Witness for the Prosecution (1957)-In London when wealthy widow Emily French is found bludgeoned to death suspicion falls on struggling inventor Leonard Vole (Tyrone Power in his last film), a somewhat shiftless acquaintance of hers. He turns to well respected but thorny barrister Sir Wilfrid Robarts (Charles Laughton) to take the case. Fresh out of hospital and attended by a constantly flummoxed nurse Miss Plimsoll (Elsa Lanchester-Laughton’s real life wife) Robarts at first declines but after an entreaty by Vole’s wife Christine (a scene stealing Marlene Dietrich) he takes up the case which is loaded with twists and turns aplenty. Splendid adaptation of Agatha Christie’s classic story enacted by a cast that couldn’t be better and superbly directed by Billy Wilder.

Myerla said...

Haha. I was thinking "Claude Rains? Playing a southerner? That just doesn't fit" though I am a fan of Claude Rains so I may check your top two out.

Katie Hogan said...

Not seen any of these but the first two Claude Raines films sounds great!

Birgit said...

I have not seen these films but I love Claude Rains and I know what you mean in They Made Me a Criminal. the paradise Case has been on my watch list for years. Welcome!:)

Brittani Burnham said...

I haven't seen any of these, but The Paradine Case sounds interesting because of Gregory Peck.

Paskalis Damar said...

Haven't watched any of it. Honestly, I suck at classic films. They're out of my repertoire. But I like reading you words about The Paradise Cane, seems interesting but I doubt I will get any access to it.

Dell said...

Haven't seen any of these, but they do sound great. Need to check them out.

Sonia Cerca said...

I haven't seen any of these, but they sound great, especially The Paradine Case.
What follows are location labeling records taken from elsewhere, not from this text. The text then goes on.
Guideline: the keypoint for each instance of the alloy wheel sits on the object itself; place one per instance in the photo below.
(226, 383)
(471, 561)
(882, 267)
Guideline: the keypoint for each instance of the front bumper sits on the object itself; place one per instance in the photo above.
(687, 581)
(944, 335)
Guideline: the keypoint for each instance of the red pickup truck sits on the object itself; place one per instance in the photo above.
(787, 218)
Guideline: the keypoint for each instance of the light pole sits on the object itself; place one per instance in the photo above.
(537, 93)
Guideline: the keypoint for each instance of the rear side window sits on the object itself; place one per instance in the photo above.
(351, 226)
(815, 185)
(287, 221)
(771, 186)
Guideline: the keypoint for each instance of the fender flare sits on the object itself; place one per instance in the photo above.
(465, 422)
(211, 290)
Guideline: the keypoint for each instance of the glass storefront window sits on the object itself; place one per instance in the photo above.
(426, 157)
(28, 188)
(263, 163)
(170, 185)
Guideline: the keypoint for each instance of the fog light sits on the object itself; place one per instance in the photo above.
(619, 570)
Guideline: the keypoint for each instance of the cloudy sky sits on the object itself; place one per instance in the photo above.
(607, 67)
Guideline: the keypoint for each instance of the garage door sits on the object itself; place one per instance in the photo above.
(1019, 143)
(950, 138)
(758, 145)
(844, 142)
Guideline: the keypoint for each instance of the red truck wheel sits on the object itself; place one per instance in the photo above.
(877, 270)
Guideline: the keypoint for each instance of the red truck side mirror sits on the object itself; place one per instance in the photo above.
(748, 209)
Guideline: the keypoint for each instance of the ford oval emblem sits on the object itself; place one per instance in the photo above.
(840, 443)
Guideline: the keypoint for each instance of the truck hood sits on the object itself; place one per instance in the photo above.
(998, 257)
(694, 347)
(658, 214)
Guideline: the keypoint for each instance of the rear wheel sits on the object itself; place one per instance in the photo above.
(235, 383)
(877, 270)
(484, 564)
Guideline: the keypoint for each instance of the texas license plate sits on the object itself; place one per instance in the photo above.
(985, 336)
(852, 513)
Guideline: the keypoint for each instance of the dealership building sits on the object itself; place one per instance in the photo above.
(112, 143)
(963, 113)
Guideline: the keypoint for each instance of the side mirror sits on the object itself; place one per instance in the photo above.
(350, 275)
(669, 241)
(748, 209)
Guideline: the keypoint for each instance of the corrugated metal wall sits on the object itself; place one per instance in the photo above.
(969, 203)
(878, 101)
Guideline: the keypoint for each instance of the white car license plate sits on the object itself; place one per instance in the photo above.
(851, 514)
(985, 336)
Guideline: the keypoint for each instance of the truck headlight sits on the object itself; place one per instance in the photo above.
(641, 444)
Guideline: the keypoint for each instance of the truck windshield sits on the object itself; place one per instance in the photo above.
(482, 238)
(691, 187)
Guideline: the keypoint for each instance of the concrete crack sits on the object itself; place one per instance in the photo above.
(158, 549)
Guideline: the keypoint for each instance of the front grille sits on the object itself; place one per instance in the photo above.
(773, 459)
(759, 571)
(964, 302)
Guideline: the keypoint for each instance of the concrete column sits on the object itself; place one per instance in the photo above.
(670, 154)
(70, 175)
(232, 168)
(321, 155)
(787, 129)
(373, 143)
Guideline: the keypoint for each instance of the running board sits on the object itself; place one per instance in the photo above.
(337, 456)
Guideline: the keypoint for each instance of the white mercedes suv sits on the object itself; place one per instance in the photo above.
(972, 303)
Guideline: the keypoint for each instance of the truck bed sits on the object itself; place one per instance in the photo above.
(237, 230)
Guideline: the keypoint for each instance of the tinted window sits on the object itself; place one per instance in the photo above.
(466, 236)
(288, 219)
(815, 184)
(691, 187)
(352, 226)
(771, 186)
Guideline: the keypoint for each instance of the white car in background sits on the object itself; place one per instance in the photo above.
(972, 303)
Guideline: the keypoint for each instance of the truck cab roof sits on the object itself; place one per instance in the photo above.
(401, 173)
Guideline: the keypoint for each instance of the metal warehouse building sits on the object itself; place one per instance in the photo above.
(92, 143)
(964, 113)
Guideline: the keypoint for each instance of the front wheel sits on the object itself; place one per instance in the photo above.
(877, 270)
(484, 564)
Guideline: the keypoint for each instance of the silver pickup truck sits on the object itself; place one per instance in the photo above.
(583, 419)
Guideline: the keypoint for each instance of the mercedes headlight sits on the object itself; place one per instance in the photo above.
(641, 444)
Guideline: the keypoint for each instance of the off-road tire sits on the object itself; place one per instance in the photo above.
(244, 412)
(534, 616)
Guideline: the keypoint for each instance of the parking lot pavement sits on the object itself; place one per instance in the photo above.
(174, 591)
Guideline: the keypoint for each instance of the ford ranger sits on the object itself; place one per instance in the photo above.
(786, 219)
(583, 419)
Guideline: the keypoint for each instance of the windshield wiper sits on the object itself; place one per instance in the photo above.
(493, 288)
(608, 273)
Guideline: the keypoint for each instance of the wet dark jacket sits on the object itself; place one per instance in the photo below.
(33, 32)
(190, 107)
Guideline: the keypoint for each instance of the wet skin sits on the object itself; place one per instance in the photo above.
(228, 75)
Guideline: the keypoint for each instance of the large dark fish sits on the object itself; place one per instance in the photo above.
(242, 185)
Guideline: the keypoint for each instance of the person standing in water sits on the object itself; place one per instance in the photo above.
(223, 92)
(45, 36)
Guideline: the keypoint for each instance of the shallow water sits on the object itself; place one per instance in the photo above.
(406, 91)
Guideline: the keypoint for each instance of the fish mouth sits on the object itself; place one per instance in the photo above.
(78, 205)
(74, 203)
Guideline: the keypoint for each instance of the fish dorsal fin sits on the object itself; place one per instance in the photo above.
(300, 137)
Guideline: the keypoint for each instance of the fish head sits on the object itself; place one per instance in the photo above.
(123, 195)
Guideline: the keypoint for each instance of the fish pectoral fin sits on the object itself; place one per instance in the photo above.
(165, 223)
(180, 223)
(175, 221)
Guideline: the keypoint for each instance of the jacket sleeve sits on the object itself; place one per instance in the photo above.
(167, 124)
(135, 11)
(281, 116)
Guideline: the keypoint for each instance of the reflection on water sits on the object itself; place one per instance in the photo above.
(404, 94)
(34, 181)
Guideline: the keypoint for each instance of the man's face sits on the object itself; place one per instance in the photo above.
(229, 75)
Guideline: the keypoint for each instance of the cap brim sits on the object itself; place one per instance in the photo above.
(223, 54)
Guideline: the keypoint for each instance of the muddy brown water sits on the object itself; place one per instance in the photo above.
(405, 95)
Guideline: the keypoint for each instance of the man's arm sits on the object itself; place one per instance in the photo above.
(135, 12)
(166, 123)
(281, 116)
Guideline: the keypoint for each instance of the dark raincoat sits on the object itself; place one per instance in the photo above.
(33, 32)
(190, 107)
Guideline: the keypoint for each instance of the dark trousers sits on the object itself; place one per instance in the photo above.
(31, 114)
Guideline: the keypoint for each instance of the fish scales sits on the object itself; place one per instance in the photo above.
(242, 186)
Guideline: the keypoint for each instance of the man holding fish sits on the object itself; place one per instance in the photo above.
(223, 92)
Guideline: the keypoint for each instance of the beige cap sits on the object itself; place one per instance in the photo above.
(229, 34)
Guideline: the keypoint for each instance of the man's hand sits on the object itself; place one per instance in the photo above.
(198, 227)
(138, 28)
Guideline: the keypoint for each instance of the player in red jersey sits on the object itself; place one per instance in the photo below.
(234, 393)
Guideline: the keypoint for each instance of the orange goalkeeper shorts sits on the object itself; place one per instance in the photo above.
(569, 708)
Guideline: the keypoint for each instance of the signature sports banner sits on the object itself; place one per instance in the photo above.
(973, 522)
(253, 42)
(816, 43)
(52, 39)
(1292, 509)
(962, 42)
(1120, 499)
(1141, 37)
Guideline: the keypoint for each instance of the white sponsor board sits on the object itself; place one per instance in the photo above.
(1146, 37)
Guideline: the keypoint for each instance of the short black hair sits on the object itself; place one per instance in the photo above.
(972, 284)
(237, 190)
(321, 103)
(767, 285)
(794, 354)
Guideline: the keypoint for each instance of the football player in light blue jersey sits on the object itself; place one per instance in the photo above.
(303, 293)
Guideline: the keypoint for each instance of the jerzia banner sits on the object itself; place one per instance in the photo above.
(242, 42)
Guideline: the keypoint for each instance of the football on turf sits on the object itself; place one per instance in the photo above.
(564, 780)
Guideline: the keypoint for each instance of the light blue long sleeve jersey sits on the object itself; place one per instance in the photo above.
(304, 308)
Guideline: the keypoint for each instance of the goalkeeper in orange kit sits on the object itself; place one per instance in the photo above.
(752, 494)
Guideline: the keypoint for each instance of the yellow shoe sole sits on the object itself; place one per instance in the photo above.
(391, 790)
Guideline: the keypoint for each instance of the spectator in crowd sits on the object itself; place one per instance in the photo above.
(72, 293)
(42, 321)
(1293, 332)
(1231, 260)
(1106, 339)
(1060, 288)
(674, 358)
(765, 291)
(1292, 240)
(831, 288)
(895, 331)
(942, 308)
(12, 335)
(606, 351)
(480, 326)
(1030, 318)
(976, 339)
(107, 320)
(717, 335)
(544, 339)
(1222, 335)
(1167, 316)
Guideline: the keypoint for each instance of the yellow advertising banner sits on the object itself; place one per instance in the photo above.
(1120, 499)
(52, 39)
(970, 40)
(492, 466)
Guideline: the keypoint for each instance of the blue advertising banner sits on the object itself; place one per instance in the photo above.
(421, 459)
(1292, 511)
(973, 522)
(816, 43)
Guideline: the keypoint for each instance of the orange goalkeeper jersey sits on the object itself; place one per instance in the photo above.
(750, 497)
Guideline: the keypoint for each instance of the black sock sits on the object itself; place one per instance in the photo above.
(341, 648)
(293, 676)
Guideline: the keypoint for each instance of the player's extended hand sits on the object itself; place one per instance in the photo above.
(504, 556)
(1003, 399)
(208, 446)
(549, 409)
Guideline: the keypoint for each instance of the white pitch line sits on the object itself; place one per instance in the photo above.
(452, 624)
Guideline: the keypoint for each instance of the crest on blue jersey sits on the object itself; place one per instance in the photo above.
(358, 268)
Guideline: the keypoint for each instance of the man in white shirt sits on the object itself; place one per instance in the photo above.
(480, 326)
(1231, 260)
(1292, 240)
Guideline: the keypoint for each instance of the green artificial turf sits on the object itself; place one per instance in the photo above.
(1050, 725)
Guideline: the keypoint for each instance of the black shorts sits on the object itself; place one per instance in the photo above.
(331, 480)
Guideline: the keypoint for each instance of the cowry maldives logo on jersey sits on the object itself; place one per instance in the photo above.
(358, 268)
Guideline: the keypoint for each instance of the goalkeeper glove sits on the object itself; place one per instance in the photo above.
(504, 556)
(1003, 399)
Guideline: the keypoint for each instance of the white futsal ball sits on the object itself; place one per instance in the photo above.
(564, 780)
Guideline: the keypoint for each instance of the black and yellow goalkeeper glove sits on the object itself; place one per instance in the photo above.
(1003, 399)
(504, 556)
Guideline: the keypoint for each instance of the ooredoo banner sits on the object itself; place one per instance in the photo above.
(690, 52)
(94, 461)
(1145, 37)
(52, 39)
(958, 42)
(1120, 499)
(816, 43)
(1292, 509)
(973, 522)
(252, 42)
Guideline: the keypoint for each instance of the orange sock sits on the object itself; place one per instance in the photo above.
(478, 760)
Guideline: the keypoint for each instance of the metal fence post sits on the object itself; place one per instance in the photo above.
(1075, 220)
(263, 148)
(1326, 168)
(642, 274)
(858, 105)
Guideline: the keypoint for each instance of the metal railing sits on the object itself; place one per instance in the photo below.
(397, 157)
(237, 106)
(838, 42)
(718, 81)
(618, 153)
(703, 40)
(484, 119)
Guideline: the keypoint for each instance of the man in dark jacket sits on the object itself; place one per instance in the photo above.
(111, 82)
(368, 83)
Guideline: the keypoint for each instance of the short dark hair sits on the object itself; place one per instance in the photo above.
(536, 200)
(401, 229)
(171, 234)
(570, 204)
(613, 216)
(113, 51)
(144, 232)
Ted S. (Just a Cineast) said...

I was surprised to see The Paradine Case isn't particularly available on DVD, considering that it's a Hitchcock film. There are a lot of parallels between that one and Witness for the Prosecution.

Claude Rains is one of those people who makes almost anything watchable, and made a wide variety of movies. Heck, he even outshines Cary Grant in Notorious.

Wanderer said...

Haven't seen any of these. I don't usually see old films unless they're the super popular and super accessible. I didn't even know The Paradine Case is a Hitchcock film, and I have seen a fair amount of his films.